Valori, analoghi a quelli da anni utilizzati altrove per la riqualificazione della Città Storica, non fanno riferimento alle singole “unità edilizie”, ma hanno come parametro sistemi edilizi e tessuti urbanistici. Questi rappresentano insieme una differenza di scala, ma al tempo una diversità di forme e di contenuti da tutelare: gli isolati a blocco, i fronti edificati su strada in linea o a edifici separati. 
La morfologia urbanistica di questi tessuti e ambiti storici dovrebbe essere oggetto di complessiva conservazione, ma anche di necessaria Ri-qualificazione richiesta da nuovi contenuti: per esempio trasformando in viali alberati alcune dorsali stradali spoglie e anonime; o preservando ovunque sia possibile la presenza di negozi lungo le strade, magari attrezzando i marciapiedi alla sosta e al passeggio.

Non parliamo della gestione del patrimonio storico lasciato pressoché abbandonato e/o incustodito, quando non del tutto snobbato poiché immateriale, sensitivo, fatto da sperimentazione di dinamiche esterocettive e introcettive. 
Per quale ragione allora fregiarsi di vivere in una città d’Arte? 
Se tornassi indietro con la memoria, tale definizione ci dovrebbe appartenere solo perché un mecenate volle donare uno “scrigno” a dei cinghiali e nonostante tutto il tempo trascorso tale è rimasta la popolazione del Reale Colle.
L’offerta culturale spesso è poco significativa, provinciale e di media qualità perché forse non si riesce ad essere maggiormente appetibili rispetto al capoluogo.
C’è da dire che difatti ci qualifichiamo molto male quando, nella promozione dell’evento dell’anno, si improvvisano con mezzi di fortuna estemporanee interviste ovvero nell’essere istituzionalmente rappresentati da blogger più o meno naif che postano commenti e contenuti arbitrari o di dubbia provenienza e attendibilità. 

Che stress questa festa laica, ne usciamo sconfitti, distrutti e barcollanti. 

Una città che sia nuova, confortevole e per definirla in termini attuali: “Smart” e creativa si dovrebbe configurare come una potente leva socio-urbanistica orientata ad un’azione di trasformazione intimamente alimentata dall’armartura culturale. 

Da una visione in cui le città più competitive sono quelle in grado di attrarre la classe creativa dobbiamo passare ad una visione progettuale in cui la città diventa generatrice di creatività, si configura come un potente incubatore di economie dell’innovazione, della cultura, della ricerca, della produzione artistica, investendo nella economia dell’esperienza e rafforzando il proprio capitale identitario. 

La città creativa è una tensione, richiede una visione prospettica e ci chiama all’azione. 
Sulla base di una maggiore Cooperazione urbana, dei strumenti di Comunicazione e di energiche risorse Culturali si gioca il futuro della nostra città. 
E il manifesto che dovrà guidare l’azione progettuale si articola attorno a quattro cardini: una visione guida, un obiettivo strategico, la produzione di risultati concreti e una chiara dimensione evolutiva.
L’Obiettivo primario dovrebbe tracciare e potenziare i processi di governance urbana. 
Ciò di solito consente di migliorare le qualità e i risultati dei progetti di riqualificazione in un’ottica di maggiore competitività, coesione e cooperazione.

Come Output dovremmo essere capaci di alimentare il suo nucleo creativo e di porlo a fondamento del progetto di futuro.
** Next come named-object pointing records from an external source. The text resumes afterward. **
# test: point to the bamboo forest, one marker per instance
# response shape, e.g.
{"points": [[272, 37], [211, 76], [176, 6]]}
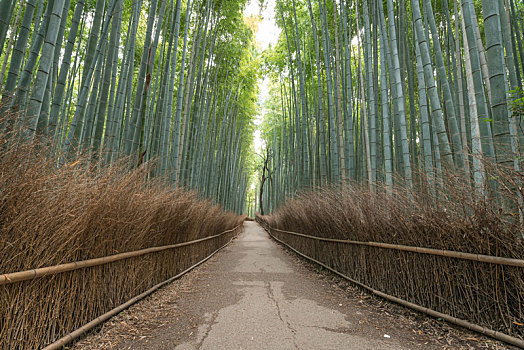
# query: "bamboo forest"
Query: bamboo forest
{"points": [[375, 147]]}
Una nuova agenda urbana dovrebbe contenere principi e azioni che producano nuova creatività, ridisegnando i centri, distribuendo le reti, rigenerando i luoghi e aggregando i tessuti.

Il Futuro: L’economia creativa promuove uno sviluppo basato sulle identità culturali
e sull’innovazione: il recupero del patrimonio culturale (materiale e immateriale).
La riqualificazione delle aree dismesse, l’offerta di servizi culturali, la diffusione della ricerca e il potenziamento delle infrastrutture alimentano una nuova sostenibilità economica del rinascimento urbano.

George Barnard Shaw diceva: “alcuni uomini vedono le cose come sono e dicono: Perché?. 
Io sogno le cose come non sono mai state e dico: Perché No?